Un pubblico ministero onorario del tribunale di Lecce ha chiesto una pena di 6 mesi di reclusione per tre giornalisti de ilfattoquotidiano.it, di La7 e del Tempo perché hanno riferito sulle rispettive testate di una causa di lavoro, quella promossa contro l’ex ministra Teresa Bellanova – peraltro ex sindacalista – dal suo ex addetto stampa. L’accusa iniziale per i tre cronisti (rispettivamente Mary Tota, Danilo Lupo e Francesca Pizzolante) era di diffamazione e concorso in tentata estorsione, poi ridimensionata alla sola diffamazione. Il processo è arrivato oggi alle conclusioni del pm onorario ad 8 anni dall’inizio del procedimento, avviato dopo la querela dell’esponente ex del Pd e ora presidente di Italia Viva.

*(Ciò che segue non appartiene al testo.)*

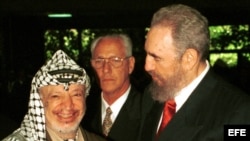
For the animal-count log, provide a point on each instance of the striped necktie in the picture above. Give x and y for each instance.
(107, 123)
(168, 112)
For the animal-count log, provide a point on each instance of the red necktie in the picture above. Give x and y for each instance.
(168, 112)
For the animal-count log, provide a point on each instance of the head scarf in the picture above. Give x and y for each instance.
(60, 70)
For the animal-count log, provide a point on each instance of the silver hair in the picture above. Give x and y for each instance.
(124, 37)
(189, 28)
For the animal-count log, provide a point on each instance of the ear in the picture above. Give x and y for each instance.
(190, 58)
(131, 64)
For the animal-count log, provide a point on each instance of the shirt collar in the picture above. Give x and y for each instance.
(183, 95)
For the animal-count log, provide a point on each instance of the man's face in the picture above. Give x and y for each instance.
(113, 79)
(163, 64)
(64, 110)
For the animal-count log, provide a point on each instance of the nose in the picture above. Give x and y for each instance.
(106, 66)
(68, 102)
(149, 64)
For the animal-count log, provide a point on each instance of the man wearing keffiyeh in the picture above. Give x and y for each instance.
(56, 104)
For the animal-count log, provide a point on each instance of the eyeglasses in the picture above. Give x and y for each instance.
(113, 61)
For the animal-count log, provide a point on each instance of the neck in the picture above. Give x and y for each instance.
(111, 97)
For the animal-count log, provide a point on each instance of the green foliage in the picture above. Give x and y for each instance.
(228, 42)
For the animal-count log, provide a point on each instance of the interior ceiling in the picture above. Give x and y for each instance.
(124, 12)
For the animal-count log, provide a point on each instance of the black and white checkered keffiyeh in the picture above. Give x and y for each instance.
(60, 70)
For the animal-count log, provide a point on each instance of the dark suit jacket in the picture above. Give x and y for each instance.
(127, 124)
(213, 104)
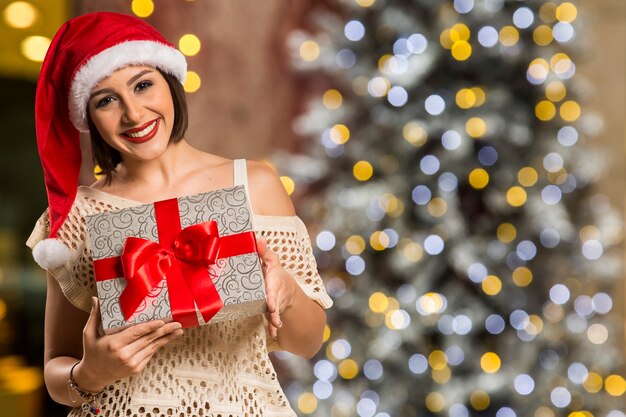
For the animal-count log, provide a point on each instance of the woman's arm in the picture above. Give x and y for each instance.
(71, 335)
(294, 319)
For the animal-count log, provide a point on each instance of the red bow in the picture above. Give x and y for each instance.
(182, 257)
(185, 267)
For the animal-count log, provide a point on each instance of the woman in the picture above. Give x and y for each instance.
(118, 78)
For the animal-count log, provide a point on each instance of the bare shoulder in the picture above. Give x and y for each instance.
(267, 192)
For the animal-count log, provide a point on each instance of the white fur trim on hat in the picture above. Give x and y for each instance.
(51, 253)
(100, 66)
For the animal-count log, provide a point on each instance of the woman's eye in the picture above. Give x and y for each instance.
(142, 85)
(104, 101)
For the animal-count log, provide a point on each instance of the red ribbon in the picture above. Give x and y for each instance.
(182, 257)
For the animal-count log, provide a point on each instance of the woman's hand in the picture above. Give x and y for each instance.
(112, 357)
(279, 287)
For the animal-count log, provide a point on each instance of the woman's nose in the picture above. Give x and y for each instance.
(133, 112)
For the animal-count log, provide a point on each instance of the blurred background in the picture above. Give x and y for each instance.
(459, 164)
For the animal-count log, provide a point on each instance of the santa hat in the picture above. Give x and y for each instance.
(84, 51)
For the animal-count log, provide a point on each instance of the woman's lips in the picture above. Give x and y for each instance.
(142, 133)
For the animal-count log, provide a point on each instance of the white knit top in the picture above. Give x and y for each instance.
(216, 370)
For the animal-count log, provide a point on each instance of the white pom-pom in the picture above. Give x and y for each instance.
(51, 253)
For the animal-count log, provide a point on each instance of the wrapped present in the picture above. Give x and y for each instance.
(192, 259)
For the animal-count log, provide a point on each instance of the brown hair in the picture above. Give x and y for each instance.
(107, 157)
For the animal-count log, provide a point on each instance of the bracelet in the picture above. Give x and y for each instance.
(89, 398)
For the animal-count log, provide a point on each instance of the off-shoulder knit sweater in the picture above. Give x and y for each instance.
(216, 370)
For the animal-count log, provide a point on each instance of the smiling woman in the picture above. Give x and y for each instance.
(118, 78)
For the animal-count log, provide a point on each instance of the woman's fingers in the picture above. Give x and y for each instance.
(90, 330)
(151, 336)
(143, 356)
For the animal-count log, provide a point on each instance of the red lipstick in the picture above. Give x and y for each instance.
(144, 138)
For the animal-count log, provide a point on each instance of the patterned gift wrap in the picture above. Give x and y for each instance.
(192, 259)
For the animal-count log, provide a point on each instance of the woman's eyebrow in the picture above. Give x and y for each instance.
(129, 82)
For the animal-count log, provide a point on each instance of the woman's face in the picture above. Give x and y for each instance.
(134, 112)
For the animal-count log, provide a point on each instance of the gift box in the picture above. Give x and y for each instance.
(192, 259)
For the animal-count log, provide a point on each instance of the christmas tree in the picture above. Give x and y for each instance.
(468, 257)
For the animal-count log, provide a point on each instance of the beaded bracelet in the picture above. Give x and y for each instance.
(91, 400)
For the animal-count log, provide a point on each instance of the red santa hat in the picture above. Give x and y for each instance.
(84, 51)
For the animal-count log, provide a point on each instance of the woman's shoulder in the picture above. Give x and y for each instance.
(267, 191)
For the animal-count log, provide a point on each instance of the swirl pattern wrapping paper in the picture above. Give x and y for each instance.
(238, 279)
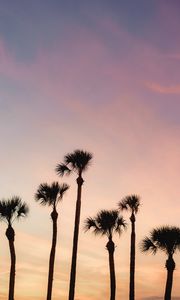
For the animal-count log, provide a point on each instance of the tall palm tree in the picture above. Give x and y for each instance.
(10, 210)
(107, 223)
(77, 162)
(131, 203)
(51, 195)
(167, 239)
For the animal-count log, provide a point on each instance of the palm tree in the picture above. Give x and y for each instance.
(50, 195)
(77, 162)
(167, 239)
(107, 223)
(10, 210)
(131, 203)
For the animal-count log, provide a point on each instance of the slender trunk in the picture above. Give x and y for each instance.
(170, 266)
(10, 235)
(75, 239)
(54, 216)
(110, 247)
(132, 259)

L’ex addetto stampa aveva citato in giudizio l’ex ministra per vedersi riconoscere il giusto inquadramento contrattuale e la giusta retribuzione. Su questa vicenda, di recente, la Corte d’Appello di Lecce ha dato ragione al lavoratore, accogliendo le sue richieste e condannando l’ex ministra Bellanova. Ciononostante, il procedimento penale per diffamazione a mezzo stampa, nel quale è imputato anche l’ex addetto stampa e per il quale la richiesta del pm onorario è di un anno di reclusione, è andato avanti.

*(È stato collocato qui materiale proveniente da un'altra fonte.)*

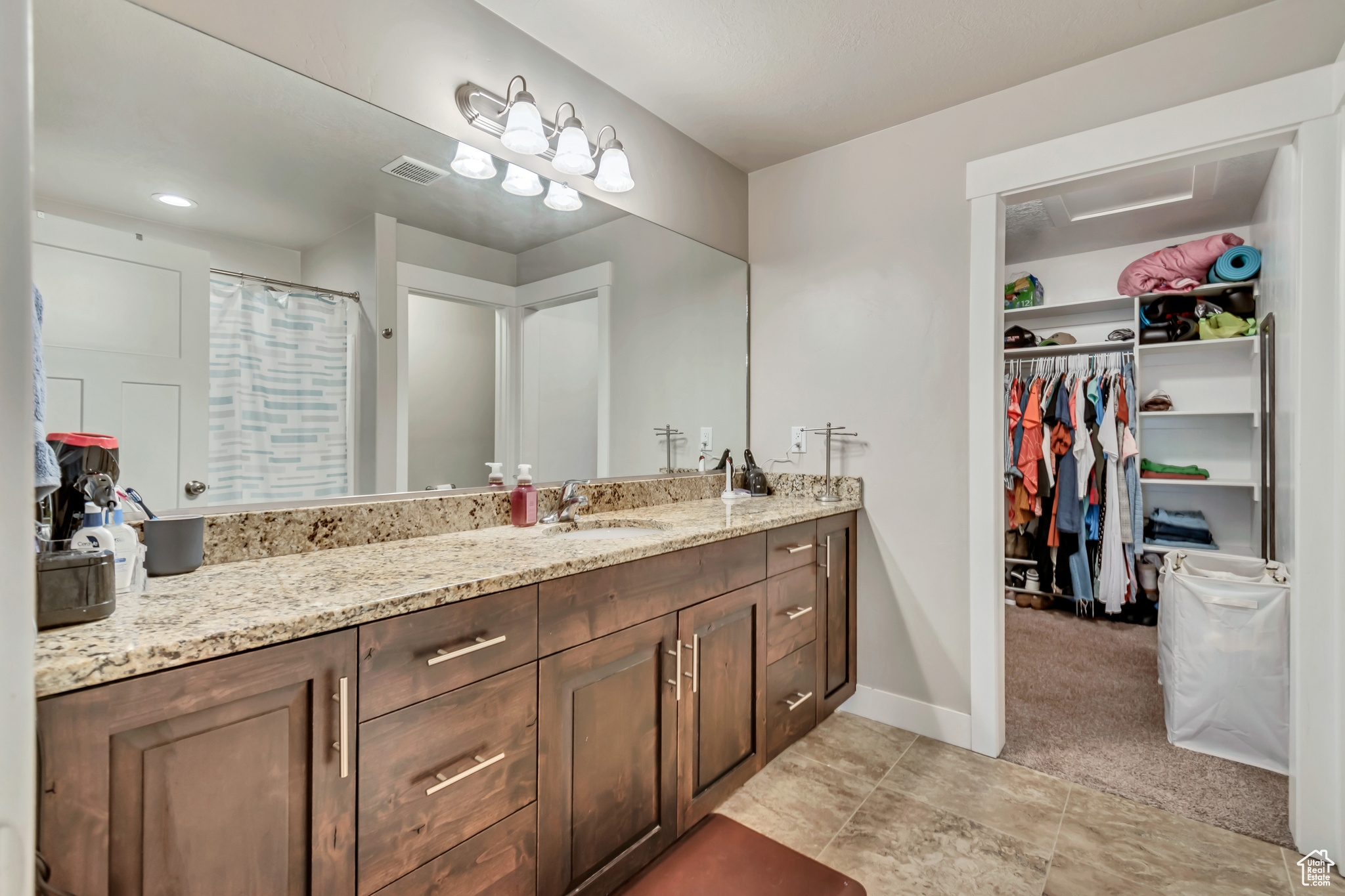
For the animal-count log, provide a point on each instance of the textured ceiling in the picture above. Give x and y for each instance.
(763, 81)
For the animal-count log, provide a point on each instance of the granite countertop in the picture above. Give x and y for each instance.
(231, 608)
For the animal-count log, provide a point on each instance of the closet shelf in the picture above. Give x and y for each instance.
(1201, 344)
(1114, 304)
(1078, 349)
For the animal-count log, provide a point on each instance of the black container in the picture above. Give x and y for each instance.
(174, 544)
(76, 586)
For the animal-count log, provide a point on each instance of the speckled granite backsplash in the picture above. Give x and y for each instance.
(252, 535)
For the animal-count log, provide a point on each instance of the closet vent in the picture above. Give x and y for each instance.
(414, 171)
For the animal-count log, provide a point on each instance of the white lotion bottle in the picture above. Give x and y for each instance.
(93, 535)
(127, 547)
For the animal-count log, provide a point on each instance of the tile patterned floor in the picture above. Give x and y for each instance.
(907, 815)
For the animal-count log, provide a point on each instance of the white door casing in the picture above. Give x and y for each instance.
(127, 330)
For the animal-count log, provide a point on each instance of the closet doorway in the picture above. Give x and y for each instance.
(1071, 688)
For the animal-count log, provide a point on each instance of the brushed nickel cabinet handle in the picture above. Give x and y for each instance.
(677, 679)
(463, 652)
(444, 781)
(342, 744)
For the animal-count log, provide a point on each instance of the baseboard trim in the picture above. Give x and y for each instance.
(921, 717)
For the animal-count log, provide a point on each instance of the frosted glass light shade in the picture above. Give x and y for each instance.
(613, 171)
(563, 198)
(521, 182)
(523, 127)
(572, 155)
(474, 163)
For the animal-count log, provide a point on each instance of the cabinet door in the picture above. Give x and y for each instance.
(837, 631)
(215, 778)
(721, 714)
(607, 758)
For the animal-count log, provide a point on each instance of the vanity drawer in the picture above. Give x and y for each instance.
(590, 605)
(790, 547)
(499, 861)
(791, 612)
(790, 683)
(400, 660)
(482, 739)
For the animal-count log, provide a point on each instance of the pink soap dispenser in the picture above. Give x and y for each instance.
(522, 500)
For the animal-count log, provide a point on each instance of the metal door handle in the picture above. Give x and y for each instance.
(342, 744)
(474, 648)
(677, 679)
(444, 781)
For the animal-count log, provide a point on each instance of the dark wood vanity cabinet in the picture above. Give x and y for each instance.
(552, 739)
(223, 777)
(837, 598)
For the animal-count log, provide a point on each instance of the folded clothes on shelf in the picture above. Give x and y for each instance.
(1151, 471)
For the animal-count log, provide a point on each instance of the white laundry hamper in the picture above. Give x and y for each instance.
(1223, 656)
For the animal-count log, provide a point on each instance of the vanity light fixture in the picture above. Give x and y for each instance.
(516, 120)
(523, 125)
(521, 182)
(613, 169)
(472, 163)
(563, 198)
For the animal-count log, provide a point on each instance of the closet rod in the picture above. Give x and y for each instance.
(286, 282)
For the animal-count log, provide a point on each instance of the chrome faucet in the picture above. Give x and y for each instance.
(569, 503)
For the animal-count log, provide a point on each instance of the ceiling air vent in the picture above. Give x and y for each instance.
(414, 171)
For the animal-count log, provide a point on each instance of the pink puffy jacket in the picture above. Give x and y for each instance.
(1174, 270)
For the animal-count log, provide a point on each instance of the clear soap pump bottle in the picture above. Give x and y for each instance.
(522, 500)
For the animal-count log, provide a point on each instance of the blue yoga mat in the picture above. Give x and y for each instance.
(1239, 263)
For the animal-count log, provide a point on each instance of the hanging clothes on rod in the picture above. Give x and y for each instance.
(1071, 476)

La sorprendente richiesta di pena del pm onorario (un cosiddetto Vpo) ha provocato la protesta del sindacato dei giornalisti. In una nota congiunta Raffaele Lorusso (segretario della Federazione della Stampa) e Bepi Martellotta (presidente dell’Assostampa Puglia) definiscono la situazione “paradossale e pericolosa”. “Non solo viene richiesta una condanna per un giornalista che si è limitato a denunciare il mancato riconoscimento dei propri diritti di lavoratore – sottolineano – ma si vogliono colpire anche i cronisti che hanno fatto il loro lavoro, informando correttamente l’opinione pubblica”. Per Lorusso e Martellotta “l’auspicio è che il pm onorario che ha formulato le richieste di condanna non abbia avuto il tempo di leggere la sentenza della Corte d’Appello che ha accolto il ricorso dell’ex addetto stampa dell’ex ministra Bellanova e che, in sede di decisione, il giudice monocratico sappia riconoscere le ragioni di chi si è battuto per i propri diritti e di chi ha esercitato correttamente il diritto di cronaca“. Per giunta, spiegano ancora i dirigenti sindacali dei giornalisti, “non è tollerabile, che dopo che la Corte costituzionale ha riconosciuto l’inammissibilità del carcere per il reato di diffamazione, considerandolo un pesante deterrente nei confronti del diritto di cronaca, in qualche aula di giustizia ci sia ancora qualcuno che pensi di utilizzare impropriamente le pene detentive non soltanto per punire i giornalisti coinvolti nei processi, ma anche e soprattutto per mandare un messaggio a tutti quei cronisti che continuano a fare correttamente il proprio lavoro, anche procurando qualche dispiacere al potente di turno“.